Do you use the Geolocation API in your web app? Then you need HTTPS, or it’s going to stop working later this year.
Starting with Chrome version 50, the geolocation API will no longer work for insecure origins. This means that unless you’ve set up HTTPS on your site, it won’t work anymore.
Why does geolocation need HTTPS?
In one word, privacy! Location data is particularly sensitive. Restricting geolocation to secure sites helps protect users from unauthorized access to their data. Quite a few sites are likely to break with this change, but Google engineers have expressed that they’d rather see a few (hundred? thousand?) angry emails than see geolocation privacy leaks.
— Joel Weinberger (@metromoxie) January 21, 2016
Seen against a larger backdrop, this fits with Google’s drive to secure the web, trying to promote HTTPS everywhere. Other cutting edge browser functionality, such as service workers, also require HTTPS, again for security reasons (man-in-the-middle attacks). This move specifically follows from the drive by the Chromium security team to deprecate powerful features on insecure origins. You can see this policy reflected in new features such as service workers, but, as the policy document mentions, it will be retro-applied to legacy features, such as geolocation as we see is forthcoming, as well as getUserMedia() and device orientation.
In another recent post on the blink-dev forum, it was announced that Google’s new compression algorithm (Brotli) would also only be available on secure connections. While the geolocation restriction to HTTPS seems like a sensible thing to do—location data is very sensitive—it’s harder to see the privacy or technical logic behind the Brotli restriction, other than a desire to see everyone move to HTTPS. But, a technical reason is given, and it’s that this will help prevent proxies from mangling content.
What to do about it?
First you need to get an SSL certificate. This doesn’t have to cost you a penny (unless you need to hire someone to make the technical changes for you) since basic, but adequate, SSL certificates are available for free from startssl.com.

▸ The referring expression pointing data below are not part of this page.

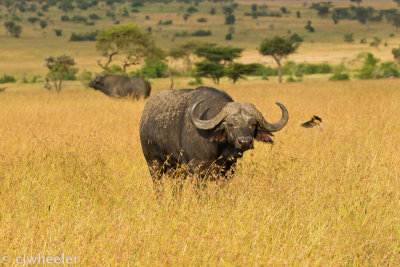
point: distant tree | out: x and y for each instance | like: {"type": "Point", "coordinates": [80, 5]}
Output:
{"type": "Point", "coordinates": [128, 40]}
{"type": "Point", "coordinates": [189, 47]}
{"type": "Point", "coordinates": [236, 71]}
{"type": "Point", "coordinates": [66, 6]}
{"type": "Point", "coordinates": [296, 38]}
{"type": "Point", "coordinates": [58, 32]}
{"type": "Point", "coordinates": [191, 10]}
{"type": "Point", "coordinates": [308, 27]}
{"type": "Point", "coordinates": [356, 1]}
{"type": "Point", "coordinates": [376, 42]}
{"type": "Point", "coordinates": [396, 55]}
{"type": "Point", "coordinates": [60, 69]}
{"type": "Point", "coordinates": [396, 20]}
{"type": "Point", "coordinates": [186, 17]}
{"type": "Point", "coordinates": [323, 8]}
{"type": "Point", "coordinates": [45, 7]}
{"type": "Point", "coordinates": [366, 15]}
{"type": "Point", "coordinates": [43, 24]}
{"type": "Point", "coordinates": [137, 3]}
{"type": "Point", "coordinates": [215, 60]}
{"type": "Point", "coordinates": [254, 8]}
{"type": "Point", "coordinates": [278, 47]}
{"type": "Point", "coordinates": [82, 4]}
{"type": "Point", "coordinates": [14, 29]}
{"type": "Point", "coordinates": [33, 20]}
{"type": "Point", "coordinates": [228, 10]}
{"type": "Point", "coordinates": [348, 38]}
{"type": "Point", "coordinates": [125, 12]}
{"type": "Point", "coordinates": [230, 19]}
{"type": "Point", "coordinates": [94, 17]}
{"type": "Point", "coordinates": [212, 11]}
{"type": "Point", "coordinates": [210, 69]}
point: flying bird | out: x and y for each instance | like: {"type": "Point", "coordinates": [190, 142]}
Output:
{"type": "Point", "coordinates": [315, 121]}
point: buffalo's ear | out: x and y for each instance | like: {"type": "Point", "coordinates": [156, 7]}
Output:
{"type": "Point", "coordinates": [263, 135]}
{"type": "Point", "coordinates": [218, 136]}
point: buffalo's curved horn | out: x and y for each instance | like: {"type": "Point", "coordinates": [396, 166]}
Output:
{"type": "Point", "coordinates": [206, 124]}
{"type": "Point", "coordinates": [272, 127]}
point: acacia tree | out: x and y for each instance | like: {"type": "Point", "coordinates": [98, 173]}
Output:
{"type": "Point", "coordinates": [128, 40]}
{"type": "Point", "coordinates": [278, 47]}
{"type": "Point", "coordinates": [60, 69]}
{"type": "Point", "coordinates": [14, 29]}
{"type": "Point", "coordinates": [396, 55]}
{"type": "Point", "coordinates": [215, 59]}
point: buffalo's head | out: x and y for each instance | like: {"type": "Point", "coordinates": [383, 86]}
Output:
{"type": "Point", "coordinates": [238, 124]}
{"type": "Point", "coordinates": [98, 82]}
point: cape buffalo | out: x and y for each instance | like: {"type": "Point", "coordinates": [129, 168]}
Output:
{"type": "Point", "coordinates": [120, 86]}
{"type": "Point", "coordinates": [202, 129]}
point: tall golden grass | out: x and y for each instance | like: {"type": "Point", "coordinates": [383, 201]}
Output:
{"type": "Point", "coordinates": [73, 180]}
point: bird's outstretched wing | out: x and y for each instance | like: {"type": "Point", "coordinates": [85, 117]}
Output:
{"type": "Point", "coordinates": [308, 124]}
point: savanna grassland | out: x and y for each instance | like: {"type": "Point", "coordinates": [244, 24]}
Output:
{"type": "Point", "coordinates": [26, 54]}
{"type": "Point", "coordinates": [73, 179]}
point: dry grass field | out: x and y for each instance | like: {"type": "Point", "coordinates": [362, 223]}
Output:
{"type": "Point", "coordinates": [73, 180]}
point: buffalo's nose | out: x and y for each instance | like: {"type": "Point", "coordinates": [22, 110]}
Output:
{"type": "Point", "coordinates": [245, 142]}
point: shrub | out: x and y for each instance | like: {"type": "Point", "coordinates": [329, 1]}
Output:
{"type": "Point", "coordinates": [230, 19]}
{"type": "Point", "coordinates": [7, 79]}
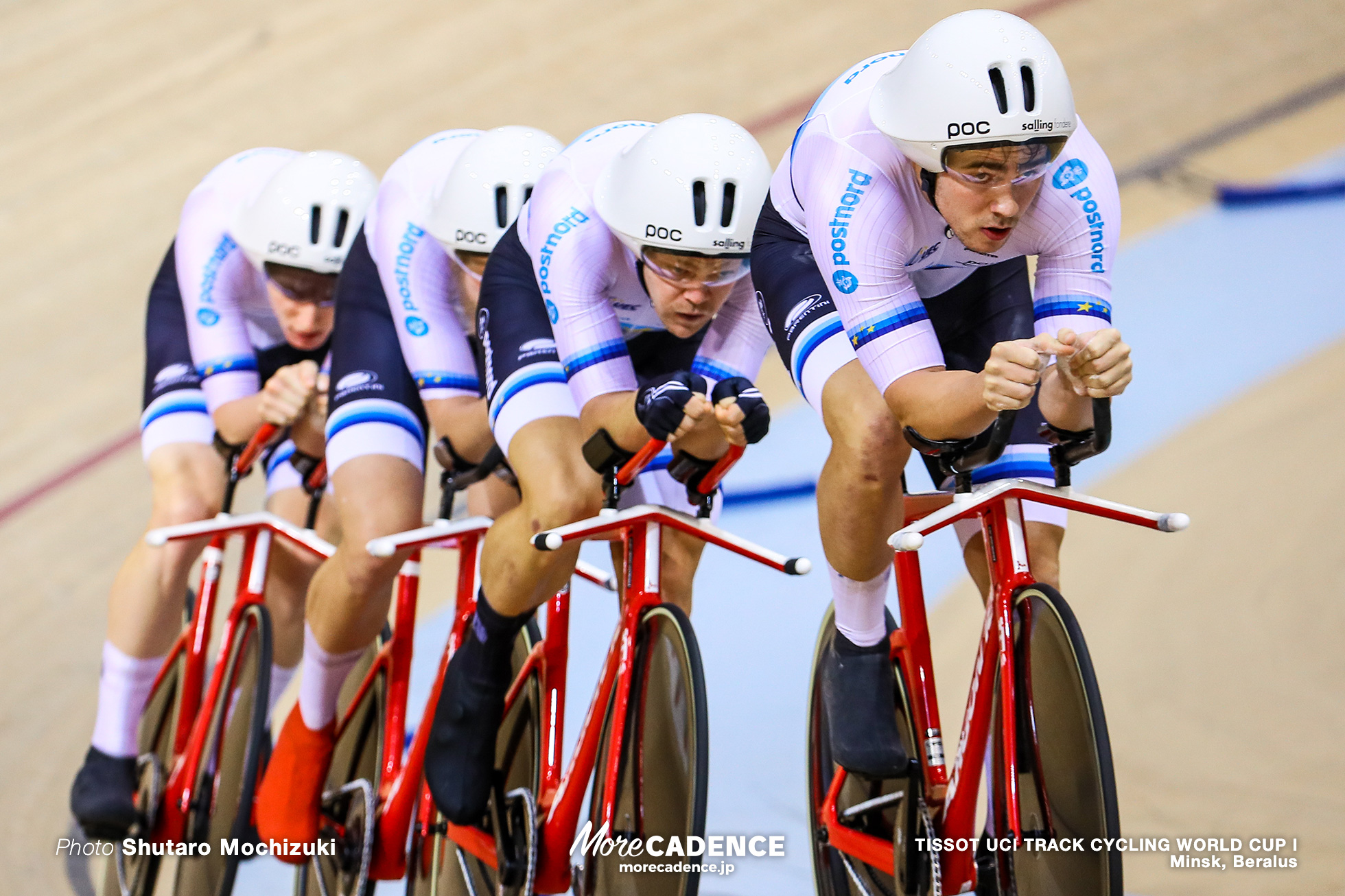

To get a free SSL certificate, you’ll need to set up an account with them. To do this you’ll first need to install their certificate in your browser so that you can log in to their website without a username or password (this is before you get to the SSL certificate for you own website). This might seem slightly confusing—you’re probably more used to logging into a site with a username and password—but if you follow their instructions you’ll have your certificate within half an hour.
Next you need to install the certificate on your server. How to do this will depend on the type of hosting you have, and whether you have shell access. In some cases you may have to ask your host provider to install the certificate for you. Most modern hosting, even shared hosting with shared IP addresses, can support SSL (thanks to SNI). That is to say, you don’t need a dedicated IP address for SSL/HTTPS hosting. Any modern hosting provider should be able to facilitate your move to HTTPS, with or without a dedicated IP address. If they can’t, then it’s time to reconsider your hosting solution!
Let’s Encrypt is another free certificate provider and authority, which will automate the entire process of obtaining and installing the certificate where possible. This is currently in public beta, which means you can get it right now. You’ll need to clone their git repository and then follow the Let’s Encrypt Start Guide here.
When will this happen?
According to the Chromium release calendar, version 50 is due to reach stable channels the week of April 29th. Chromium is the open-source browser that Chrome is based on. So, it could make it into a stable Chrome release maybe eight weeks, maybe twelve weeks—hard to say for sure—but some time soon after this.
What will happen if you do nothing?
If your site remains insecure and it attempts to use the geolocation API, a notice will be output to the console, indicating that it is not available without HTTPS. For the end user, who doesn’t see the console, it simply won’t work.